Sun, September 4 – Ce qu’il faut et ce qu’il ne faut surtout pas

Sans doute que vu de France, un jeune de 17ans parti à l’étranger paraît en vacances – et que dire d’autre si pendant ce temps tous les autres de son âge sont au lycée, eux !?.

 Peut-être même bien que vous-même, si vous avez un jour l’occasion de faire un choix semblable, tous vos proches vous gratifieront alors de « Chanceux ! » ; « Quelle chance ! » ;  « T’imagines ta chance ? »…
Mais s’agît-t-il vraiment de vacances ? On sera alors tenté de répondre que cela dépend des personnes dont il s’agît et on aura sans doute bien raison.
À vrai dire je ne sais pas moi même si ce que je vis s’appelle des vacances. Je ne sais même pas si c’est le bon choix. Je crois simplement pour l’instant savoir qu’il n’y a pas réellement un bon choix mais d’innombrables possibilités et que j’ai fait ce choix au dernier moment où la vie me me proposait. Avec ça, je suis aussi certain que mon année peut devenir ce que je décide d’en faire. Me voilà alors livré à moi-même sur une île, lointaine de ma petite France, où le parallèle entre la sauvagerie de la nature et ma situation plus indépendante de tout que jamais, semble trop évident, et noie ces deux définitions de la liberté en une seule. Plus vaste, plus large, plus libre

 encore. 

Alors quand on dit « Quelle chance ! » il faut savoir que c’est avant cela même un choix. Dont la chance est un facteur de possibilité, certes. Mais cela n’en demeure pas moins un choix, qui, inéductablement implique d’autres décisions. Des choix encore des choix. Des sacrifices, des contraintes, des renoncements. Tout ça pour ça en fait. 

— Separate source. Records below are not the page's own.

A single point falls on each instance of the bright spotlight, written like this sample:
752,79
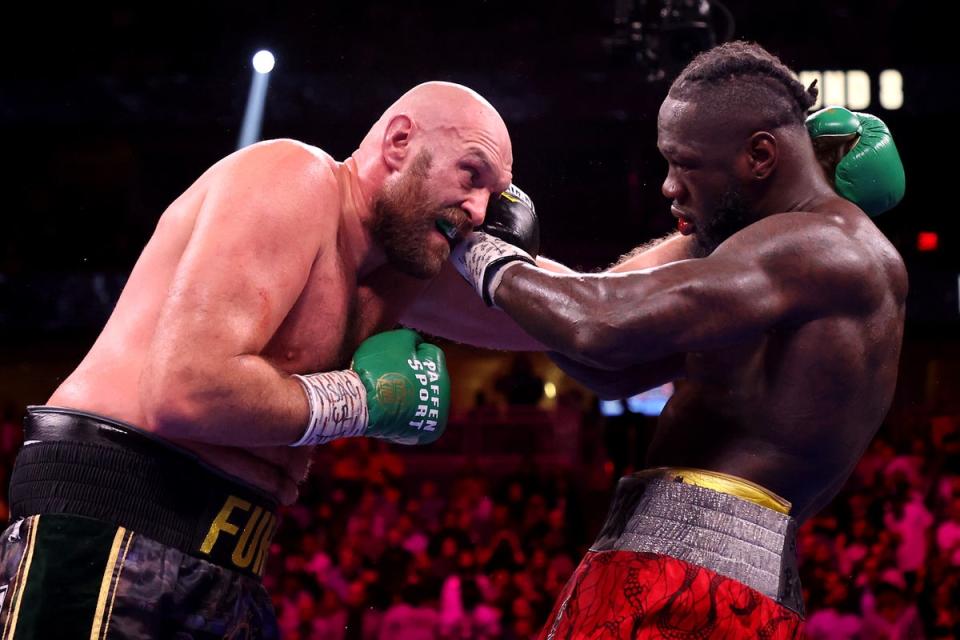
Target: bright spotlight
263,61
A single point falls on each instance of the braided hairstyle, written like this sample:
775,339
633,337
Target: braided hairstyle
744,77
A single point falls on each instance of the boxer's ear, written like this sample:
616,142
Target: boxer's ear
396,141
762,155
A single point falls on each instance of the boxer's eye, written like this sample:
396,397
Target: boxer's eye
473,175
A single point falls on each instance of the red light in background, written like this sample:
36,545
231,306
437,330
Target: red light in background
927,241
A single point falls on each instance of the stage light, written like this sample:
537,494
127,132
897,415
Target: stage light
263,61
927,241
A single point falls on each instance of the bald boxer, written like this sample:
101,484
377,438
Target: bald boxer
782,333
143,500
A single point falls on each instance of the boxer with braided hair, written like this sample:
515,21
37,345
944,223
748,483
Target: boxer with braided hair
781,329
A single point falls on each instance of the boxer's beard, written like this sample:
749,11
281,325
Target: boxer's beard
731,215
403,220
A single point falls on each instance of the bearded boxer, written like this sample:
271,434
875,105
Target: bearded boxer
144,498
783,335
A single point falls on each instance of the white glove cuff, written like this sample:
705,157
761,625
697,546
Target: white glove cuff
481,259
338,406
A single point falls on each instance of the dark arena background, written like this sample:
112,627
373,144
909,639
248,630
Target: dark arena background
108,113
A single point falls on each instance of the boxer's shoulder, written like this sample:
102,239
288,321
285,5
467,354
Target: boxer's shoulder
833,256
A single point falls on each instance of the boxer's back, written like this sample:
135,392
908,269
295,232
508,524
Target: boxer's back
319,333
793,410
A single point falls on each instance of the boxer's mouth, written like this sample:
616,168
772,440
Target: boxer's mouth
685,224
452,231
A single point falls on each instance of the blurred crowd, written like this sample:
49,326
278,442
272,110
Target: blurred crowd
380,549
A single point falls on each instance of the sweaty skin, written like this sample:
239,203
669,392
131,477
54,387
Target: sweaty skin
268,266
784,340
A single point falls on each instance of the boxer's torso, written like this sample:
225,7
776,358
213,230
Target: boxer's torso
332,315
793,410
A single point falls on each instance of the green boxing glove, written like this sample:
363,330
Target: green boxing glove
397,388
858,154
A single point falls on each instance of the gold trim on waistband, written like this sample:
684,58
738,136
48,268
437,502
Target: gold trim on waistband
723,483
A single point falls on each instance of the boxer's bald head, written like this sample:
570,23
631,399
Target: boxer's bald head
436,154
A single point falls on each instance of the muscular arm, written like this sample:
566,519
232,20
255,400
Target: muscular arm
251,250
658,252
781,269
449,307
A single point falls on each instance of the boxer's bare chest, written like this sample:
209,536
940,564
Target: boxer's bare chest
333,315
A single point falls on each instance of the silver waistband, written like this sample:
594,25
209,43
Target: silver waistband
728,535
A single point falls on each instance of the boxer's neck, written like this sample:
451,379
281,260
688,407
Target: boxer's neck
799,185
356,206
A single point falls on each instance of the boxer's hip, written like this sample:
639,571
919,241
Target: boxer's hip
725,524
80,464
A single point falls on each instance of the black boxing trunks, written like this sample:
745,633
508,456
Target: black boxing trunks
686,553
117,534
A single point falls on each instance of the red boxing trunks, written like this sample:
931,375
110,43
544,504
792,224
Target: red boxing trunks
679,560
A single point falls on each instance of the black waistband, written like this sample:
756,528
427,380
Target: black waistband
82,464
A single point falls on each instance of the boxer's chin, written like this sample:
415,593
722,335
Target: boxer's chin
419,257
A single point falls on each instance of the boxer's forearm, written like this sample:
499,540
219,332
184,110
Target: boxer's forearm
655,253
582,316
243,402
449,308
622,383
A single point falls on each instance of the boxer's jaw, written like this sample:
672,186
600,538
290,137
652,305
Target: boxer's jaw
405,222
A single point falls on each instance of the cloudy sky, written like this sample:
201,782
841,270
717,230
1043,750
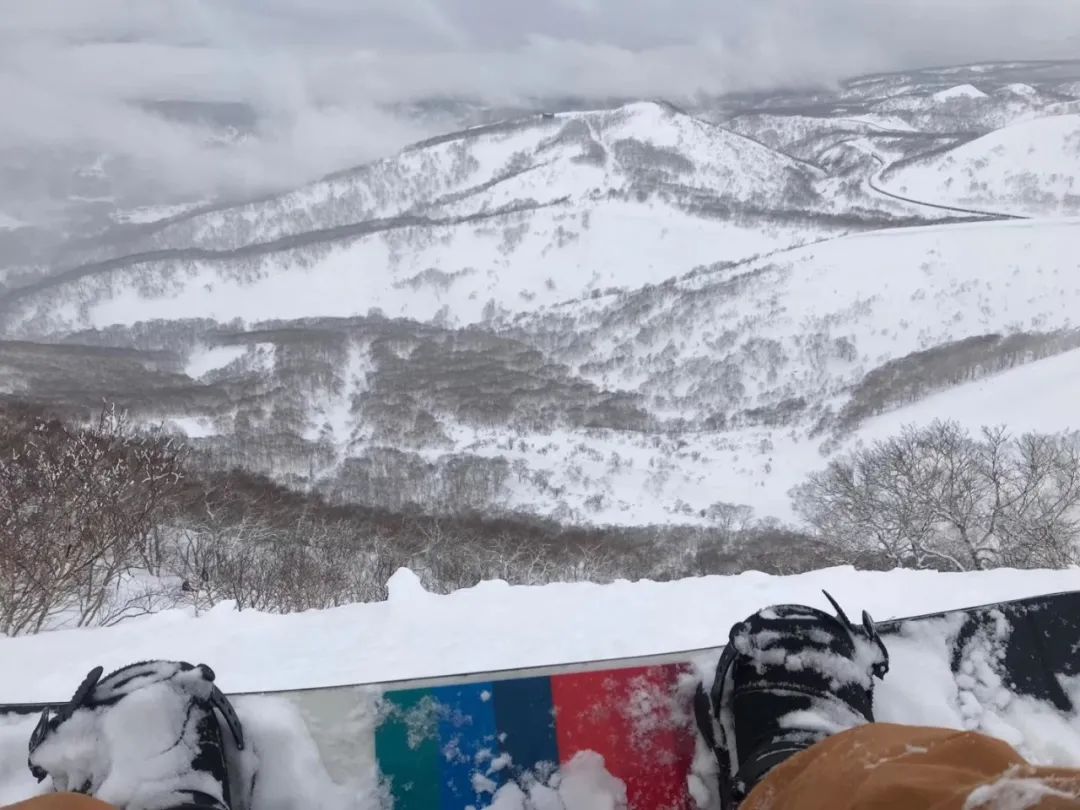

L’année à venir en devient donc plus chargée de responsabilités alors, car elle en est plus décisive. En fait elle peut tout devenir.
Ce qui me fait peur finallement, c’est la paresse. L’ivresse de la fatigue, du repos. Ce renoncement en quelque sorte. Se dire : je ferai ça plus tard alors qu’il serait si sage de le faire maintenant. Se sentir fatigué, dormir. Se réveiller. Et se sentir plus fatigué après. Se donner une chance, deux, puis trois. Et mener une vie de chances quotidiennes devenues insignifiantes. C’est cette inclinaison à la satisfaction personnelle qui me donne des frissons dans me dos. Et j’ai horreur de me surprendre à y tomber alors que mon choix d’être ici me l’interdit. Alors, je veux planifier. Écrire tous les jours, apprendre, lire, l’anglais, le français, l’allemand même. Tout. Le Gabon, la France, les États-Unis. Parler, avec tout le monde. Sortir. Dès que c’est possible. Interagir. Tout le temps. Ça me donne le tournis rien que d’y penser.